Мы поочередно пожимаем узкую, сухо-горячую руку Георга Бергера.
— Нун, форвертс! — говорит он с улыбкой и первый устремляется в ворота.
У Георга Бергера своеобразный, легкий и вместе чуть торжественный шаг. Впечатление торжественности создается от того, что он ходит не совсем обычно — не с пятки на носок, а наоборот.
Он сперва касается земли концом чуть оттянутого вперед носка, затем утверждает на земле ступню. Его поступь напоминает строевой парадный шаг. Впрочем, уже через несколько минут после нашего знакомства эта походка перестает удивлять. Учитель истории Георг Бергер, заключенный в Бухенвальд в 1938 году за отказ обнажить голову перед портретом фюрера в день его рождения, провел в лагере семь лет. Каждое утро, после переклички, заключенные должны были маршировать под требовательным взглядом коменданта лагеря. При этом их заставляли петь шуточные нацистские песни. Это была провокация: политических заключенных, не желавших петь фашистских песен, выводили из строя и подвешивали на столбе.
— Это выглядело вот так… — поясняет Георг Бергер.
Сцепив за спиной руки, он медленным движением подымает их над головой. Кажется невероятным, что плечевые кости не выламываются из суставов. Коротко улыбнувшись, Георг Бергер расцепляет пальцы и роняет руки вниз.
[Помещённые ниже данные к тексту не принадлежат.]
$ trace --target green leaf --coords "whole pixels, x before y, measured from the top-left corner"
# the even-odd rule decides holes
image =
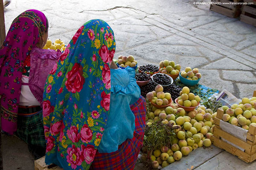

Другая цель «пения» была чисто практическая: под эти песни расстреливали осужденных у дверей крематория. Тысячеголосый хор заглушал выстрелы и стоны раненых. С зимы 1941 года пение стало каждодневным: расстреливали пленных русских офицеров…
Мы выходим на территорию бывшего лагеря. Перед нами расстилается пустырь, поросший низкой и очень зеленой травой, как на футбольном поле. Пустырь обнесен колючей проволокой, туго натянутой на железные столбы. В обширном, пустом пространстве бараки, где ютились заключенные, не уцелели — кажутся совсем неприметными грубо сколоченная повозка, ручной чугунный каток и столб с железной скобой.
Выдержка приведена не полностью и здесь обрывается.